On 9/21/22 21:05, Francisco Casas wrote:
diff --git a/libs/vkd3d-shader/hlsl_codegen.c b/libs/vkd3d-shader/hlsl_codegen.c index f919a30e..72f7b498 100644 --- a/libs/vkd3d-shader/hlsl_codegen.c +++ b/libs/vkd3d-shader/hlsl_codegen.c @@ -454,23 +454,26 @@ static bool transform_ir(struct hlsl_ctx *ctx, bool (*func)(struct hlsl_ctx *ctx return progress; }
-/* Lower casts from vec1 to vecN to swizzles. */ +/* Lower broadcasts casts from scalars or vec1 values to other types. */ static bool lower_broadcasts(struct hlsl_ctx *ctx, struct hlsl_ir_node *instr, void *context)

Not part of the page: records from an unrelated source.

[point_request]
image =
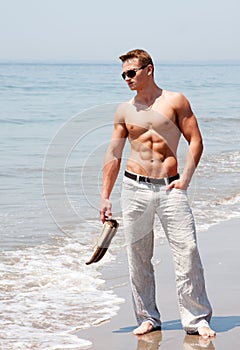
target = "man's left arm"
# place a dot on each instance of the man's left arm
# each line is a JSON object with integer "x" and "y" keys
{"x": 188, "y": 125}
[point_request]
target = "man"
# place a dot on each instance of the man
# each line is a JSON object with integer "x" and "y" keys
{"x": 153, "y": 122}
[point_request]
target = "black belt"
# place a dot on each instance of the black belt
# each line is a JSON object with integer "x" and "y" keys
{"x": 151, "y": 180}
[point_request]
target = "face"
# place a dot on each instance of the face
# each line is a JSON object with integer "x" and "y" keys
{"x": 133, "y": 73}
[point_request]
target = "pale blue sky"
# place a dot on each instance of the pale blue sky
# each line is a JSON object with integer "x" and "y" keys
{"x": 101, "y": 30}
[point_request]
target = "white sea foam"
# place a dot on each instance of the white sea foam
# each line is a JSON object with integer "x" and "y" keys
{"x": 48, "y": 293}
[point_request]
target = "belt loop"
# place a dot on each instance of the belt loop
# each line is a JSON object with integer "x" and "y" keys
{"x": 166, "y": 179}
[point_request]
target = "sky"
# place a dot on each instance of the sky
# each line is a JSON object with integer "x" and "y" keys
{"x": 101, "y": 30}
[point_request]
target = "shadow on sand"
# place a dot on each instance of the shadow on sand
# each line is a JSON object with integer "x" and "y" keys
{"x": 219, "y": 324}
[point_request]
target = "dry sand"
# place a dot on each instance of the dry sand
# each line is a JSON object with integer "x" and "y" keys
{"x": 220, "y": 253}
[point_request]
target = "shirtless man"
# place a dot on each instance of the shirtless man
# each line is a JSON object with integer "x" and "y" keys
{"x": 153, "y": 122}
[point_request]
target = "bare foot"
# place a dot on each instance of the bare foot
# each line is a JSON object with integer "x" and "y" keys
{"x": 206, "y": 332}
{"x": 144, "y": 328}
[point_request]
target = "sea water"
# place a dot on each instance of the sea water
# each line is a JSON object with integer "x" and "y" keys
{"x": 55, "y": 124}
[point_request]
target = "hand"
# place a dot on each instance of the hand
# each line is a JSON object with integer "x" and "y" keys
{"x": 178, "y": 184}
{"x": 105, "y": 209}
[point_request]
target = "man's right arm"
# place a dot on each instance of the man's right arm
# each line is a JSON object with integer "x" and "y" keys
{"x": 112, "y": 164}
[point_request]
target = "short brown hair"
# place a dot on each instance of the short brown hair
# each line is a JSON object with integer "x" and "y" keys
{"x": 143, "y": 57}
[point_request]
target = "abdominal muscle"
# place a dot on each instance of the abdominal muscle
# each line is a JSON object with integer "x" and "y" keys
{"x": 152, "y": 158}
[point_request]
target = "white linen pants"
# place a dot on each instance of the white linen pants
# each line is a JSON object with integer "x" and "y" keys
{"x": 140, "y": 202}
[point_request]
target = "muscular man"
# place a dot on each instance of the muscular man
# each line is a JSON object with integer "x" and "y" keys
{"x": 153, "y": 122}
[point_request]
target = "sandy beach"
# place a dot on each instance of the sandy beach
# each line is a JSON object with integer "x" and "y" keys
{"x": 219, "y": 249}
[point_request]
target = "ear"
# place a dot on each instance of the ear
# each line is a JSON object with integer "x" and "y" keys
{"x": 149, "y": 69}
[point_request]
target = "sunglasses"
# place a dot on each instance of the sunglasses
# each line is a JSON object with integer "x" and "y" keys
{"x": 132, "y": 72}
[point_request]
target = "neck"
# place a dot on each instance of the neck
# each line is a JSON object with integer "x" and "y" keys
{"x": 148, "y": 95}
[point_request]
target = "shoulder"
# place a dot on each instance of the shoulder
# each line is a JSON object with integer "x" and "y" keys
{"x": 175, "y": 98}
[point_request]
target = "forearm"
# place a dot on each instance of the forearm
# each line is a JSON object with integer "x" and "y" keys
{"x": 194, "y": 153}
{"x": 110, "y": 173}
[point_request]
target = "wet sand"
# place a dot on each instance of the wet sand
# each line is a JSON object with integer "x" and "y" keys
{"x": 219, "y": 250}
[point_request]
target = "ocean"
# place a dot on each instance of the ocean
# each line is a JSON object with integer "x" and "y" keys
{"x": 55, "y": 123}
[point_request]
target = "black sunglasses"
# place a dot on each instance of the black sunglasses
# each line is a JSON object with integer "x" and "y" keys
{"x": 132, "y": 72}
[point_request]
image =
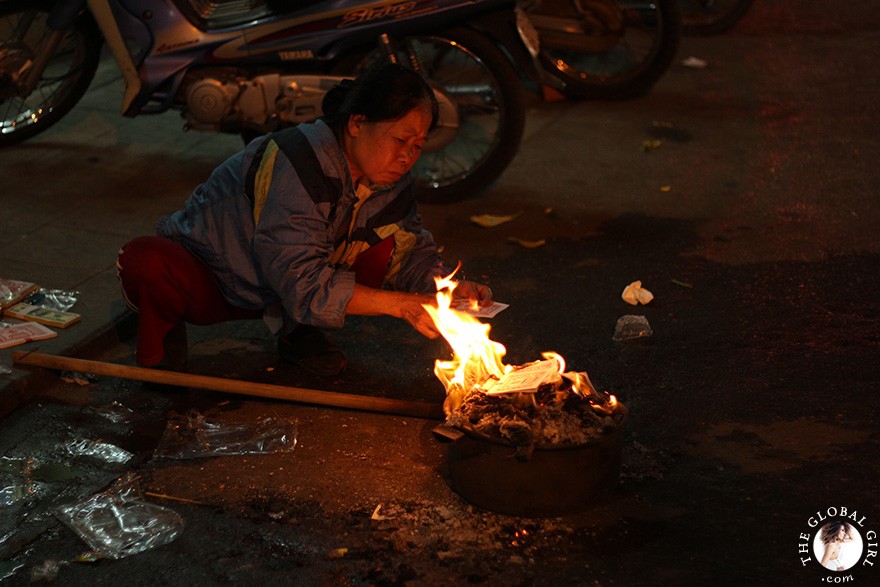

Hmm, do we need to have this function in hlsl_codegen.c in the first place? Could we generate these already lowered? It probably doesn't need to block this patch, but it's at least something we should consider doing.
{ - const struct hlsl_type *src_type, *dst_type; - struct hlsl_type *dst_scalar_type; + struct hlsl_type *src_type, *dst_type; struct hlsl_ir_expr *cast;
if (instr->type != HLSL_IR_EXPR) return false; cast = hlsl_ir_expr(instr); + if (cast->op != HLSL_OP1_CAST) + return false; src_type = cast->operands[0].node->data_type; dst_type = cast->node.data_type;
- if (cast->op == HLSL_OP1_CAST - && src_type->type <= HLSL_CLASS_VECTOR && dst_type->type <= HLSL_CLASS_VECTOR - && src_type->dimx == 1) + if (src_type->type > HLSL_CLASS_VECTOR || src_type->dimx != 1) + return false; + + if (dst_type->type <= HLSL_CLASS_VECTOR) { + struct hlsl_type *dst_scalar_type; struct hlsl_ir_node *replacement; struct hlsl_ir_swizzle *swizzle; struct hlsl_ir_expr *new_cast; @@ -494,6 +497,37 @@ static bool lower_broadcasts(struct hlsl_ctx *ctx, struct hlsl_ir_node *instr, v hlsl_replace_node(&cast->node, replacement); return true; } + else if (HLSL_CLASS_VECTOR < dst_type->type)
This can just be "else", right?
+ { + unsigned int size = hlsl_type_component_count(dst_type); + struct vkd3d_string_buffer *string; + static unsigned int counter = 0; + struct list *broadcast_instrs; + unsigned int store_index = 0; + struct hlsl_ir_load *load; + struct hlsl_ir_var *var; + + if (!(string = hlsl_get_string_buffer(ctx))) + return false; + vkd3d_string_buffer_printf(string, "<broadcast-%x>", counter++);
In general I'd prefer either %u, or %#x, unless we have a good reason to use %x.
+ if (!(var = hlsl_new_synthetic_var(ctx, string->buffer, dst_type, instr->loc))) + return false; + hlsl_release_string_buffer(ctx, string);
Just a thought (can be relegated to later), but we might consider making a helper for this pattern; we have it in several places. (Some use a pointer value, and some use a counter; we could probably standardize on the latter.)
+ + if (!(broadcast_instrs = hlsl_alloc(ctx, sizeof(*broadcast_instrs)))) + return false; + list_init(broadcast_instrs);
This can be on stack, right?
+ + while (store_index < size) + hlsl_initialize_var_components(ctx, broadcast_instrs, var, &store_index, cast->operands[0].node);
You're only initializing from a single component, so you should just be able to use hlsl_new_cast() plus hlsl_new_store_component(). [Note we probably want to use hlsl_new_cast() rather than add_implicit_conversion(), mostly because the difference is type checking, and we should already have done that.]
+ + list_move_before(&cast->node.entry, broadcast_instrs); + vkd3d_free(broadcast_instrs); + + load = hlsl_new_var_load(ctx, var, var->loc); + list_add_before(&cast->node.entry, &load->node.entry); + hlsl_replace_node(&cast->node, &load->node); + }
return false; }